Most of the clinicians noticed that their clients responded with interest to the tools and techniques and shared stories about the positive effect of focusing on emotion regulation. Several of the clinicians described experiences with children and adolescents who integrated the self-regulation tools they learned in their lives outside the therapy sessions: After practicing emotion regulation, a 6- and 7-year-old brother-sister team helped prepare handouts for the parents of their classmates and became so confident that they taught the technique to their whole school class. A client with social phobia used the techniques successfully before challenging herself to make social contact. A conduct-disordered and hyperactive adolescent demonstrated to his uncle his ability to race a car during HeartMath's “Dual Drive” computer game with the words, “the more you relax, the more you can drive!”3(p147) These emotion-regulation tools and techniques helped most of our young clients to understand their own capability vs feeling out of control. Most children enjoyed the music and the computer games and were open to using technology for learning selfregulation. The youths enjoyed competing against their parents in family sessions, discovering that everyone was had the same level of emotion-regulation skills. Many reported feeling calmer after using the tools and techniques, and they got better with practice.
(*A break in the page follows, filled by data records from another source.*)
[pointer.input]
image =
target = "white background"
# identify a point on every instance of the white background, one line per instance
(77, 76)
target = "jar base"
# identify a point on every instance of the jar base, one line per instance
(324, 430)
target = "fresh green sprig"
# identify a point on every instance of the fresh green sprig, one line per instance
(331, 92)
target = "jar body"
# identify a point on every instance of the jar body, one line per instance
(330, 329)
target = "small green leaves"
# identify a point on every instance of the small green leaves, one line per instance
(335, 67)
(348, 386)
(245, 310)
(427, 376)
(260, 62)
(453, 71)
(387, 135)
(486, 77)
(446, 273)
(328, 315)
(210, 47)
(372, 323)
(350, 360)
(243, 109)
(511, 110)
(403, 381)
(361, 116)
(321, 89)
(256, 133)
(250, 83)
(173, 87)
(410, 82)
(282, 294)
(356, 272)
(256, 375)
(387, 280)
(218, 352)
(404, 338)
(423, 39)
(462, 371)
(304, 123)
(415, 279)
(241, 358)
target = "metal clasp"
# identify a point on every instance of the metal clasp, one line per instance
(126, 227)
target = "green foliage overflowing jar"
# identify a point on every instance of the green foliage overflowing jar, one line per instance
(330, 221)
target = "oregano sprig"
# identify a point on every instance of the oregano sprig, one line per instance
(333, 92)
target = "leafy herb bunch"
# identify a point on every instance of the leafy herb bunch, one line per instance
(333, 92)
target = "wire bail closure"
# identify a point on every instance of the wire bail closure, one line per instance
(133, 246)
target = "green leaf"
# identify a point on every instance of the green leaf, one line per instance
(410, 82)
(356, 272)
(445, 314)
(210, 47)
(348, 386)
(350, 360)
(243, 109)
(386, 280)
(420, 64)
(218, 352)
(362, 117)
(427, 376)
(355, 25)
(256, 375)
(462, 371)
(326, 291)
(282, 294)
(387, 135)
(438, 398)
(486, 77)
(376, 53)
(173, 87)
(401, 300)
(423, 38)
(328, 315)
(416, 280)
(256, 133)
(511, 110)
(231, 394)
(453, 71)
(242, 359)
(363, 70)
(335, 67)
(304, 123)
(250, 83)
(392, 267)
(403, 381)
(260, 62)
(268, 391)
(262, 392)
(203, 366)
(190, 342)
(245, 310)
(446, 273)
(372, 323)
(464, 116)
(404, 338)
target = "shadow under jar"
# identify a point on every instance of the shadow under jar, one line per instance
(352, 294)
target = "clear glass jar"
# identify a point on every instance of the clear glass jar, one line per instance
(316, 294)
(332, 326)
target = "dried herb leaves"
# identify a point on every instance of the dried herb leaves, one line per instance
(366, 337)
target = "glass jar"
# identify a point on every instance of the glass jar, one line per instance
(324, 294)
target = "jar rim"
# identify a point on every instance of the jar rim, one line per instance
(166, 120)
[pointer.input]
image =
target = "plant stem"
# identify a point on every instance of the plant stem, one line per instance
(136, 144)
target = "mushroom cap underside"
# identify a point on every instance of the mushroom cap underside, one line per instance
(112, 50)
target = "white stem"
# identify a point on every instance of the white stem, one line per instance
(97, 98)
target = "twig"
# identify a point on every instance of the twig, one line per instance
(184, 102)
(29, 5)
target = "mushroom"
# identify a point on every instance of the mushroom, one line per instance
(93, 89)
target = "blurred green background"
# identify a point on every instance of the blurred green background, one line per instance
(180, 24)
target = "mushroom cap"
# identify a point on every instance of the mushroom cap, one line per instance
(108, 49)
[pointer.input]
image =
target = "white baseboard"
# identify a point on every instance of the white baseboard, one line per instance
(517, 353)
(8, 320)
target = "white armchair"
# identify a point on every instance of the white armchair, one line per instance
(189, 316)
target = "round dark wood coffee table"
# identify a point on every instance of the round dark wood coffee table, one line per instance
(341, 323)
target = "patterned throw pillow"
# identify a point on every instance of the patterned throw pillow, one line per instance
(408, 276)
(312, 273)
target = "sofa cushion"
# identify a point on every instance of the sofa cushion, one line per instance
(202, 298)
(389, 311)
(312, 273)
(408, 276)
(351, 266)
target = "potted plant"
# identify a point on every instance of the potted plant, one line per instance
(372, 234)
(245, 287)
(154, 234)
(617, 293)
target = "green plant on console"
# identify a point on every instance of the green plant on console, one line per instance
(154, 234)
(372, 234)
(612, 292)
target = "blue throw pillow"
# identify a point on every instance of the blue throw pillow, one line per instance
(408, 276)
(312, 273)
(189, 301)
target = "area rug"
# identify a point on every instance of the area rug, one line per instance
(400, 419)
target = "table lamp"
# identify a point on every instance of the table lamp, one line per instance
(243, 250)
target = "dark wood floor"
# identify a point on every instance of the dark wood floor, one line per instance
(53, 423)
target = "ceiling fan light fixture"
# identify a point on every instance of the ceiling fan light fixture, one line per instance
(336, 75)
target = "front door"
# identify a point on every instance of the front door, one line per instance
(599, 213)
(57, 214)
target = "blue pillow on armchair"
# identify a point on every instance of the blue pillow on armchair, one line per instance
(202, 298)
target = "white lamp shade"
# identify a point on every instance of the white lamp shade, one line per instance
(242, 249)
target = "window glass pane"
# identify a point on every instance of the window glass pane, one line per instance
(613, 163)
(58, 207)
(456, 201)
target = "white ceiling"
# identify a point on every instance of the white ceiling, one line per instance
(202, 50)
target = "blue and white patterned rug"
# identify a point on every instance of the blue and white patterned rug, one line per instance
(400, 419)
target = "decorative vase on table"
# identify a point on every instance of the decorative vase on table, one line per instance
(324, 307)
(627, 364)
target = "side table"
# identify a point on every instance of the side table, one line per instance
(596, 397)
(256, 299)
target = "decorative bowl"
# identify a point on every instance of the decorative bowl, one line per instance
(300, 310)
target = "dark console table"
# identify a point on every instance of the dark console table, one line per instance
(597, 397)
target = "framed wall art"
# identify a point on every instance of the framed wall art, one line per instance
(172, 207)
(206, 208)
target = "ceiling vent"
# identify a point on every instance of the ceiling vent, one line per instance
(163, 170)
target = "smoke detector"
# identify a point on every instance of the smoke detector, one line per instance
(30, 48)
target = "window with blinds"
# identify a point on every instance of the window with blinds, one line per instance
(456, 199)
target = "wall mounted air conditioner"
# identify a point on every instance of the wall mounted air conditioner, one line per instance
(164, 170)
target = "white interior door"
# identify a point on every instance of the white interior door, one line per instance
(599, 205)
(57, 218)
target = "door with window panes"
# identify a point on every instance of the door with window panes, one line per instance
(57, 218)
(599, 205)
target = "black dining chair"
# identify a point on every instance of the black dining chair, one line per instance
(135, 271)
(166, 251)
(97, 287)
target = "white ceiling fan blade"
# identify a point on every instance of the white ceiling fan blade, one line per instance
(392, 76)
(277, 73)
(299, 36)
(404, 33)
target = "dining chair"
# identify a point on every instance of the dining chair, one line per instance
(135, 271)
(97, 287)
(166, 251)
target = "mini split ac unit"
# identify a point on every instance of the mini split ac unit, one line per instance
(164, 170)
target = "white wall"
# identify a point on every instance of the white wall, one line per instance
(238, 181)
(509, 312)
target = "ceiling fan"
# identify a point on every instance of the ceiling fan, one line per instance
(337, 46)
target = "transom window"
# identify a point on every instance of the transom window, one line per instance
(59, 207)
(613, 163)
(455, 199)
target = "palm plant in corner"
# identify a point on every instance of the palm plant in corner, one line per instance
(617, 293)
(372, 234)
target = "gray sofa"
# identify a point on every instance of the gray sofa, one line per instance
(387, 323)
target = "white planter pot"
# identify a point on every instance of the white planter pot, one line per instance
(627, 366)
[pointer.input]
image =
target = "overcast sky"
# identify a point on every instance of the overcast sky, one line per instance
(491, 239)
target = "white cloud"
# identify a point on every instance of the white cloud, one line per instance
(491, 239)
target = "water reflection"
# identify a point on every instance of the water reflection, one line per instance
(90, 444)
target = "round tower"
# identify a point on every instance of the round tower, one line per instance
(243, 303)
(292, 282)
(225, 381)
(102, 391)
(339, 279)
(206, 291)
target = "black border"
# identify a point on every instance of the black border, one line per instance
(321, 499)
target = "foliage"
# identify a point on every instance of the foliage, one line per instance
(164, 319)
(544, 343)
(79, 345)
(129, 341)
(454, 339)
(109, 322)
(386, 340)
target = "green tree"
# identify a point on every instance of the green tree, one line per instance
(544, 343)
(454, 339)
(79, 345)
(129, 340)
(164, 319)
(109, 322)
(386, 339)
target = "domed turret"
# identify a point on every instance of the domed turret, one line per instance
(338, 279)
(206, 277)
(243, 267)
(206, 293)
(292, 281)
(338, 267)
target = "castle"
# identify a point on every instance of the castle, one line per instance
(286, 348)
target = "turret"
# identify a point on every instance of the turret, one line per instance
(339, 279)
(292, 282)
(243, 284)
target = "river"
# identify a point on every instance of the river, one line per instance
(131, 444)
CMH personnel also used these tools for their own personal benefit, as reflected in Figure 2. They used these techniques as preparation for their work, to calm down after a difficult day, to stop eating for comfort, to aid in breathing meditations, to prepare for a presentation, or to center the therapeutic focus on their personal ability to influence and regulate their mood and inner perspective. Many have started a daily meditation routine. One of the clinicians reported that she found the emotion-regulation techniques very helpful in staying calm while undergoing a complicated and invasive fertility treatment, which became successful. My own journey with HeartMath led me through the completion of my dissertation and its defense. I am still looking for new ways of using the tools and techniques, be it for deepening my own or group meditations or supporting my clients in finding and maintaining coherence.

Figure 2.

Figure 2

Areas of use.

CONCLUSION

The high use of these tools and techniques indicates a difference between emotion regulation and other methodologies taught in workshops at CMH, which often have been limited to professional or clinical use. The difficult work with the complex issues of the client population may have increased CMH's clinicians' own need for self-regulation. Introduced to the tools and techniques and supported in their use by the agency, the working community of clinicians quickly realized the personal benefits of measuring and regulating HRV to deal with personal life issues as well as vicarious traumatization. In contrast to other agencies, a community of learning emerged at CMH after the introduction of these tools and techniques for emotion regulation. New and creative ways to use the tools and techniques emerged with their continued application by different clinicians with different needs and personal or professional styles. Suggestions for the future use of emotion-regulation tools and techniques on the agency level include a refresher training so that the community of learners can update their understanding and discuss their thoughts, experiences, and findings with experts in the field. Furthermore, an ongoing trauma-informed educational group can integrate theoretical knowledge about the clients' psycho-physiological treatment needs with applied support for the well-being of clients and clinicians alike by means of mindfulness, supportive community relationships, and emotion regulation.

Disclosure The author completed the ICMJE Form for Disclosure of Potential Conflicts of Interest and had no conflicts to disclose.